Porting a MongoDB Full Text Search App to Elasticsearch

A few weeks ago we showed how you could use MongoDB's full text search facility to index and search a field with scored results. As we've just launched Elasticsearch, we thought porting the simple web application created in that article to Elasticsearch would be a good place to start. So, let's dive in and get porting. If you want to follow along, copy the code from the MongoDB example at ftslite into a clean directory and we can begin.

The first thing we need is an Elasticsearch library for Node.js; the good folks at Elasticsearch produce elasticsearch.js which is an full implementation of the Elasticsearch API. You can install it with npm install elasticsearch --save in your applications directory. With that in place, we can open index.js for editing.

The first change we'll make is in the require section. Where the application requires MongoDB...

var mongodb = require('mongodb'),  
  MongoClient = mongodb.MongoClient;

... we will replace it with a require for the elasticsearch package:

var elasticsearch = require('elasticsearch'),  
  esClient = new elasticsearch.Client({ host: process.env.ES_URL } );

This is slightly different as it sets up the client with the connection URL, which we pull from the environment variable ES_URL. In the original code, the connection is made later in the code, but with Elasticsearch, because of the REST API, there is no persistent connection and connections to the database are made on every call to the API. That ES_URL can be obtained from the Elasticsearch Overview dashboard, in the Connect Strings section.
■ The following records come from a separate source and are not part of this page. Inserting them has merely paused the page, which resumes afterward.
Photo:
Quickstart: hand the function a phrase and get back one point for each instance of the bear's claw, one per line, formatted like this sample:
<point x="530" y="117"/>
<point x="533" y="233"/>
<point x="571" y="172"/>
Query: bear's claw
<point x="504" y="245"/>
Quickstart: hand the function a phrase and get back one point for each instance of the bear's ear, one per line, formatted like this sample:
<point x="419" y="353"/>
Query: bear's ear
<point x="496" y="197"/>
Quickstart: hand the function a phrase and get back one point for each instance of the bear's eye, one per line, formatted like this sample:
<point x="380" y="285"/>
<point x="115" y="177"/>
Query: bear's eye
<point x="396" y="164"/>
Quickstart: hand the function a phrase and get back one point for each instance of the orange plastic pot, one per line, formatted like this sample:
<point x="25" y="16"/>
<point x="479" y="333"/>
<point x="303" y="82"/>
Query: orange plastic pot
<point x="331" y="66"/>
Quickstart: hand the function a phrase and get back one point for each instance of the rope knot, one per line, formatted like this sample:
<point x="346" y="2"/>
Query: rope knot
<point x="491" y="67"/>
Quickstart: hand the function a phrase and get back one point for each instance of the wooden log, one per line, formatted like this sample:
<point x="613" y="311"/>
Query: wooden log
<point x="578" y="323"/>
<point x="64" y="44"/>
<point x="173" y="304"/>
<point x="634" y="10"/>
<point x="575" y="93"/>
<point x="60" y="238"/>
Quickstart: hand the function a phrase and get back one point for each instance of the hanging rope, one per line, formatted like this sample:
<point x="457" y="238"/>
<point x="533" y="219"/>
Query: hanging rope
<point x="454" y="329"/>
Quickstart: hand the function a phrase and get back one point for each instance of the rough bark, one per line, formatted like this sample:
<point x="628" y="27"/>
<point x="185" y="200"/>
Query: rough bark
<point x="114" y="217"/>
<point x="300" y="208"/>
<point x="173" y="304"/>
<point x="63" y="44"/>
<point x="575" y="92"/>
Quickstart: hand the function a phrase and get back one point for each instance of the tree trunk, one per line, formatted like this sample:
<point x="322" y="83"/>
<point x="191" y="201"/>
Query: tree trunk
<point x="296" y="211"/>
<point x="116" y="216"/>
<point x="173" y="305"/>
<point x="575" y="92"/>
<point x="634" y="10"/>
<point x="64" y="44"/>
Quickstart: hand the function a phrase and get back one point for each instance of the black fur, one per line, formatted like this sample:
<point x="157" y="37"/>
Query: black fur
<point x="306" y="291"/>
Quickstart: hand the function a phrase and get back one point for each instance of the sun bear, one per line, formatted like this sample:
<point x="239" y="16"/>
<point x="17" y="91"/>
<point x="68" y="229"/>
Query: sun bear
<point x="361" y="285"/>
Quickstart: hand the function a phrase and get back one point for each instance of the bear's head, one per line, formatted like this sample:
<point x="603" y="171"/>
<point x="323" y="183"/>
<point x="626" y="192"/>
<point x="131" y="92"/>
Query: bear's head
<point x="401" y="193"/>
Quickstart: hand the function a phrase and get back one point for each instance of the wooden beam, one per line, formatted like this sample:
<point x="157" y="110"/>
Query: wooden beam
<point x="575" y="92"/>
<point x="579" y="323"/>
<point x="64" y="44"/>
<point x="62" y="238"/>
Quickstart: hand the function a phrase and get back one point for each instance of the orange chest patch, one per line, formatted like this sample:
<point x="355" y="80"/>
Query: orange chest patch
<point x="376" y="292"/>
The username and password are generated under the users tab. If your new to Elasticsearch, you'll find that the database itself has no user-based security but is in fact protected by a proxy. The username and password are actuallyfor that proxy rather than the database. Do remember to set the ES_URL variable before running the application.

Start it up

The next change we need to make is connecting to the database and checking that our collection exists. We don't need to make a persistent connection for Elasticsearch so we can skip that. We do, though, need to check if what Elasticsearch calls an index, roughly analagous to a collection, exists. For that we call on the API's indices.exists() method...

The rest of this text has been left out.